Una muestra evidente de ello está pasando con los episodios de corrupción que están ocurriendo en este país, donde los políticos y demasiados ciudadanos, han dejado a la Justicia actuar en solitario ante un problema que incumbe a todos. Es inviable acabar con esta lacra con sentencias judiciales, si los partidos siguen tapando a sus corruptos y los ciudadanos votándolos. Los jueces pueden y deben sentenciar hechos y comportamientos que están fuera de la ley, pero no disponen de un código penal con un articulado donde se penalice la falta de decencia.

Cuando los partidos, en los casos de corrupción, dicen que hay que dejar trabajar a la Justicia, están haciendo un claro ejercicio de cinismo. En realidad lo que hacen es escudarse en los jueces para no actuar ellos. Si la primera vez que se destapó un cohecho en un ayuntamiento o ante la evidente sospecha de un delito de prevaricación en cualquier otra institución, los partidos hubieran apartado de sus filas —aunque fuese temporalmente— al afectado, en vez de salir en su defensa, no hubiéramos ahorrado muchos dolores de cabeza. Y seguro que no se hubieran producido tantos casos. El mejor ecosistema que puede encontrar un corrupto es el convencimiento de que existe un alto nivel de tolerancia en la sociedad ante la corrupción.

La política, la "política en mayúsculas" como le gusta decir a los políticos, ha hecho una clara dejación de responsabilidades en la defensa de la decencia, lo que ha permitido que queden en desuso valores esenciales de cualquier sociedad democrática, como pueden ser la honorabilidad, el miedo a ser pillado en una mentira o la vergüenza o el pudor ante el reproche público. La ausencia de estos valores se ha asumido como normal y su principal consecuencia es que se ha llevado por delante esa línea que separaba la presunción de inocencia desde el punto de vista de la Justicia de la presunción de decencia desde el punto de vista de la política. Antes, algunas cosas podían ser legales pero no éticas. Ahora, si no hay antes una condena, ni importa la ética ni importa la estética.

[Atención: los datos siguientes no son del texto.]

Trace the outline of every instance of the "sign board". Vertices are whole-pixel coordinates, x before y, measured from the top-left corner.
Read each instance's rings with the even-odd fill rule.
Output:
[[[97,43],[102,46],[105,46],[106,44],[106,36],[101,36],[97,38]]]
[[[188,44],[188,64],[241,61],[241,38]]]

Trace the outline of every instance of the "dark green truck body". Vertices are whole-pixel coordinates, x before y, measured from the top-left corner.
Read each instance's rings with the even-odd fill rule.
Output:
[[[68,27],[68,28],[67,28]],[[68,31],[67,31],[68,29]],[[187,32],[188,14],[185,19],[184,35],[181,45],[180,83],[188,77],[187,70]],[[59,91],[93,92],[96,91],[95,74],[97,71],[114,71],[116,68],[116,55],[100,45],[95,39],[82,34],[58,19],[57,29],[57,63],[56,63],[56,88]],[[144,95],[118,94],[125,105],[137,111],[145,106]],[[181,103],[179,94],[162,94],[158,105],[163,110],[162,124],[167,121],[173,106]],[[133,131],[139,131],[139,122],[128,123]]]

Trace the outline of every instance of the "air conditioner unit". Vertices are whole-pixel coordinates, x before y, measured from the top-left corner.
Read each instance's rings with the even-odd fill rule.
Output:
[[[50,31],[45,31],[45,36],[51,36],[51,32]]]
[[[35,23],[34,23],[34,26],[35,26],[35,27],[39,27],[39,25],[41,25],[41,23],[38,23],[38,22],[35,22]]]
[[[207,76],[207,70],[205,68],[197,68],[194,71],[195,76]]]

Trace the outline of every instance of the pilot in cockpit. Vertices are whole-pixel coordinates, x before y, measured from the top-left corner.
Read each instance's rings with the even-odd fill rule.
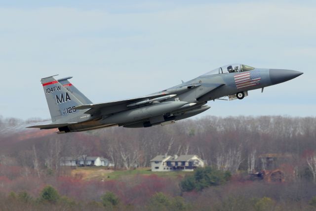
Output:
[[[233,73],[234,72],[234,69],[233,69],[233,66],[232,65],[230,65],[227,67],[227,71],[229,73]]]

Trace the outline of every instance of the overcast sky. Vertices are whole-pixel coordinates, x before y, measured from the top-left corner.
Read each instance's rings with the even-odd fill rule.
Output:
[[[92,102],[164,89],[226,64],[303,72],[200,114],[316,115],[315,1],[0,0],[0,115],[50,118],[41,78]],[[133,1],[133,3],[132,3]]]

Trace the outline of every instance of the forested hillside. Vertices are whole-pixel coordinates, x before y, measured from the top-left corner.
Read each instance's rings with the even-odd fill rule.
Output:
[[[164,127],[64,134],[25,128],[40,121],[0,118],[1,207],[19,210],[27,204],[29,210],[41,210],[48,203],[56,210],[102,210],[107,206],[118,210],[226,211],[232,206],[313,210],[316,206],[316,118],[207,116]],[[249,177],[264,154],[290,155],[281,164],[290,172],[285,182]],[[193,177],[135,174],[86,181],[60,165],[63,157],[83,154],[108,158],[115,164],[114,171],[142,169],[164,154],[197,154],[211,169]],[[57,190],[59,199],[42,198],[43,191],[54,192],[47,185]]]

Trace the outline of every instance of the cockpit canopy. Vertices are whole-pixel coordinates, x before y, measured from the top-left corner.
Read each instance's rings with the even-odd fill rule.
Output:
[[[202,76],[209,76],[210,75],[223,74],[224,73],[237,73],[239,72],[249,71],[254,69],[254,67],[241,64],[232,64],[223,66],[219,68],[216,68],[208,72]]]

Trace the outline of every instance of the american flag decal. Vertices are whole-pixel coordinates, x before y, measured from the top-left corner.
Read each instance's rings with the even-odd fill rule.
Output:
[[[248,71],[236,74],[234,76],[237,88],[257,85],[260,84],[261,78],[258,71]]]

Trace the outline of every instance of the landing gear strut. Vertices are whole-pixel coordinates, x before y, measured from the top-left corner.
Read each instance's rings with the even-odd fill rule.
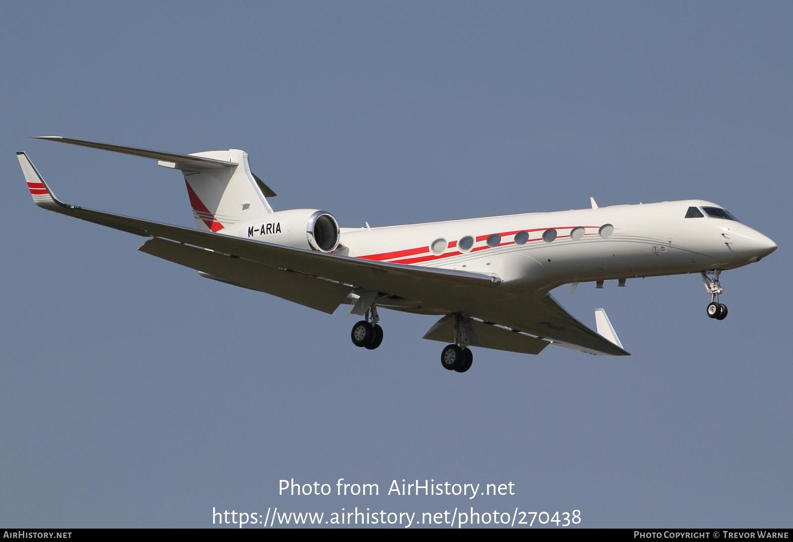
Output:
[[[464,373],[473,363],[473,352],[468,348],[468,324],[461,314],[454,315],[454,344],[448,344],[441,352],[441,365],[444,369]]]
[[[383,342],[383,329],[377,325],[380,317],[374,305],[366,311],[364,318],[352,326],[350,337],[355,346],[374,350]]]
[[[722,274],[721,269],[702,271],[702,282],[705,285],[705,290],[711,294],[711,302],[707,306],[707,316],[716,320],[724,320],[727,317],[727,306],[718,302],[718,295],[724,292],[718,282],[718,276]],[[708,275],[713,275],[711,279]]]

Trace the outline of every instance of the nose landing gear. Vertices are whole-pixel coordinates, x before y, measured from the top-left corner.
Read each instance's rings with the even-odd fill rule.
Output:
[[[718,296],[724,292],[718,282],[718,276],[722,274],[721,269],[702,271],[702,282],[705,285],[705,290],[711,294],[711,302],[707,306],[707,316],[716,320],[724,320],[727,317],[727,306],[718,302]],[[713,278],[711,279],[711,276]]]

Ha habido un sentimiento generalizado de decepción en casi todas las sentencias que se han dictado en España en los grandes casos de corrupción que hasta ahora se han juzgado, en muchos casos por una cierta sensación de levedad en las condenas. Se trasladó tanta responsabilidad a los jueces, que más que aplicar la ley se les ha exigido que sean ejemplarizantes con ella. Y que fuera la Justicia la que aplicara leyes que no existen para enjuiciar comportamientos morales o éticos que está en el ámbito de los partidos, o en la responsabilidad de cada ciudadano a la hora de emitir su voto.

No voy a dedicar ni media línea a defender la instrucción que está realizando la juez Alaya del caso de los ERE en Andalucía, tampoco a cuestionarla aunque no falten argumentos. Voy a decir lo mismo que dicen los políticos, que la Justicia actúe. También contra la jueza, si se equivoca. Para eso hay instancias judiciales superiores con capacidad para reprocharle sus decisiones. O para ratificarlas. Cuando la política deja en manos de los tribunales la ética, lo moral y la decencia, puede encontrarse con un juez o una jueza que tenga la tentación de administrarla. Quizás no ha ayudado a evitarlo la dejación de los políticos en hacer un trabajo que no hicieron. Depurar responsabilidades políticas. Las mayúsculas.